It may not be universal, there are always going to be nasty people out there who release nasty apps that harm kids, and there has probably been a coding-learning app or two that has fallen under their nefarious umbrella. But it isn’t a big problem because there are far more lucrative apps that underhand companies can use to exploit kids. Any sort of addictive game can convince kids to buy micro transactions or turn their phones into crypto miners. Yet, taking all the time to make a nefarious app just to target the minority of kids who want to learn coding, it seems like more effort than it is worth.
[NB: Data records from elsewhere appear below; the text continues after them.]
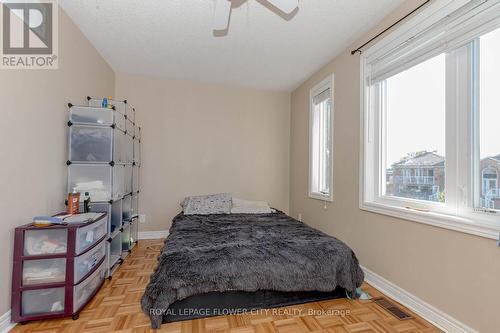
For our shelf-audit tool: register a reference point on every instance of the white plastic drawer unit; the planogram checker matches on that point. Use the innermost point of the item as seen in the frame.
(135, 178)
(45, 241)
(91, 115)
(137, 152)
(85, 289)
(44, 271)
(103, 182)
(119, 146)
(115, 250)
(90, 144)
(89, 235)
(129, 149)
(42, 301)
(134, 210)
(130, 127)
(87, 261)
(128, 179)
(126, 237)
(134, 230)
(126, 207)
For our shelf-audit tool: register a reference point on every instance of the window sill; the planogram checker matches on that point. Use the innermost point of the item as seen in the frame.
(474, 227)
(320, 197)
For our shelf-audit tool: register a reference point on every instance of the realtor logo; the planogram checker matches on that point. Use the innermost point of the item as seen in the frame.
(29, 34)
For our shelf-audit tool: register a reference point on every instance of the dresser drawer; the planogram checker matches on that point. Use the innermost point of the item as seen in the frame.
(44, 271)
(89, 235)
(84, 290)
(86, 262)
(43, 301)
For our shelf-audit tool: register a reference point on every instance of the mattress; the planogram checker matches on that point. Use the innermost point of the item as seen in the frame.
(250, 253)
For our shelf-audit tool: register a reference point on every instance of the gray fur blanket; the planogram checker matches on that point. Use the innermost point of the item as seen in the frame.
(246, 252)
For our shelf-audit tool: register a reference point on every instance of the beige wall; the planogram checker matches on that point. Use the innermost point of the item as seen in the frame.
(202, 138)
(33, 135)
(455, 272)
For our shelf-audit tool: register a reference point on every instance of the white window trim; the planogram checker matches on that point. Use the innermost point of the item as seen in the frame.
(328, 82)
(467, 221)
For the most part, all types of coding app have something positive to offer, even if it is only that they encourage computational thinking in children.

The universal positivity is not limited to just coding apps. There are apps where you undertake an RPG adventure, and you fight off your enemies using the Japanese symbols you learn. This helps kids to learn Japanese writing, and it is another example of how a learning app has only upsides (positive elements with no downsides).
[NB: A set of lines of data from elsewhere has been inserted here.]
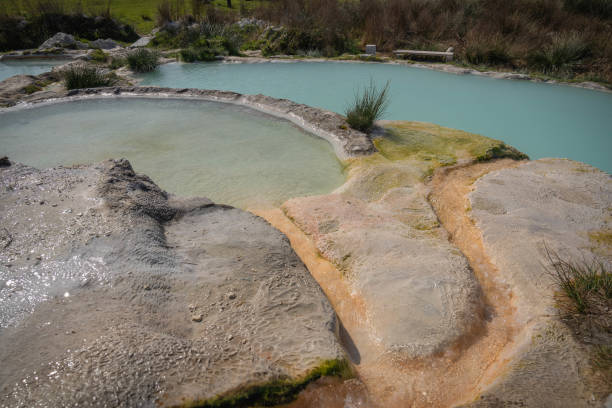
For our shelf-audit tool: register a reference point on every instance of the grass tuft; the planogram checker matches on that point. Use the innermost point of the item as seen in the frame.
(586, 286)
(98, 55)
(281, 391)
(143, 60)
(368, 107)
(82, 76)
Do Coding Apps Make Kids Better Coders?

In almost every case, yes, coding apps make kids better coders in general. Even if the coding games are a little old fashioned and are teaching old code, the kids are still getting a strong foundation in how programming works. They are developing the sort of mindset that makes them better coders in the long run. The skills and/or coding language may only be slightly transferable, but the mindset is fully transferable from one coding language/platform to another.

Are More Kids Taking Up Coding?

Yes, more kids are becoming coders, which is why coding apps are doing so well. Yet, coding apps are not to blame for this upsurge in coding youth. Coding apps are a symptom of its popularity and are in turn helping children to develop their computational thinking and fluency.
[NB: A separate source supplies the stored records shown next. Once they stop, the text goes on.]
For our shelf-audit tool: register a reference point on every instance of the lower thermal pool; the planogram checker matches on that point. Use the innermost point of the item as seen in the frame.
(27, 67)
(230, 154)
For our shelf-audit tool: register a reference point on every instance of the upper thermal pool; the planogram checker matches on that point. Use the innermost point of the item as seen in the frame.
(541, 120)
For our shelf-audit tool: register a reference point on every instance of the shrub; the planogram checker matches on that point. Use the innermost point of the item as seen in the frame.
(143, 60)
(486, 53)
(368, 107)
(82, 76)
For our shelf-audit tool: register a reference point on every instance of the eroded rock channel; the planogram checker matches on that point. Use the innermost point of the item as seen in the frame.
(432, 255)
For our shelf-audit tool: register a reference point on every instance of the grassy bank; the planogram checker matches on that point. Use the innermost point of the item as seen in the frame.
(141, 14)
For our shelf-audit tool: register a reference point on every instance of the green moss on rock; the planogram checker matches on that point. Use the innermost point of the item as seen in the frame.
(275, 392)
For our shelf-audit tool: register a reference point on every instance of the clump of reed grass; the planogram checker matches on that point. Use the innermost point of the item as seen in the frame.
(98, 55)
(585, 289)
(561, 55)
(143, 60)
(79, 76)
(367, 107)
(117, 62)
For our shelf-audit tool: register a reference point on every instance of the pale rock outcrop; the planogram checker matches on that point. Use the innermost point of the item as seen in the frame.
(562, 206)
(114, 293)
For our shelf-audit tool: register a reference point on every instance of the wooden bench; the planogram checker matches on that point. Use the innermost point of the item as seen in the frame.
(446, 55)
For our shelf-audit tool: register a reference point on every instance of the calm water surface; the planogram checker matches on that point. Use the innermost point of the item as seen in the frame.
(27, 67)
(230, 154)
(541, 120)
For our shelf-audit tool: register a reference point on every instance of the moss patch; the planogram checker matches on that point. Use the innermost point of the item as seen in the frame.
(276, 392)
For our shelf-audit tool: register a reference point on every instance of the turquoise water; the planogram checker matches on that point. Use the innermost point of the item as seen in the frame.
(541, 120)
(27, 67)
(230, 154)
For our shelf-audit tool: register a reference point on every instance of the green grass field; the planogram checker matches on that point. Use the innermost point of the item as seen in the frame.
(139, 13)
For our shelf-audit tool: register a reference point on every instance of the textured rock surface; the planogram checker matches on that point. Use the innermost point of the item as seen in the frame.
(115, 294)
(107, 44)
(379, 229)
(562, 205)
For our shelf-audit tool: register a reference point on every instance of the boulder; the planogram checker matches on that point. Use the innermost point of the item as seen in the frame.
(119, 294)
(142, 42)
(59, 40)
It is actually the emergence of games like Roblox and Minecraft that are driving kids into the world of coding. They are building things to use in games and are even learning how to make their own games. One may consider it a waste of time that a child spends tens of hours to make an AK-47 block gun in Minecraft. Yet, the same has been said of kids for generations. From the kids wasting hours with their Spirograph or Etch-a-Sketch, the modern kids who are being told off for playing too many video games. At least while kids are using coding apps, they are improving their computational thinking and fluency.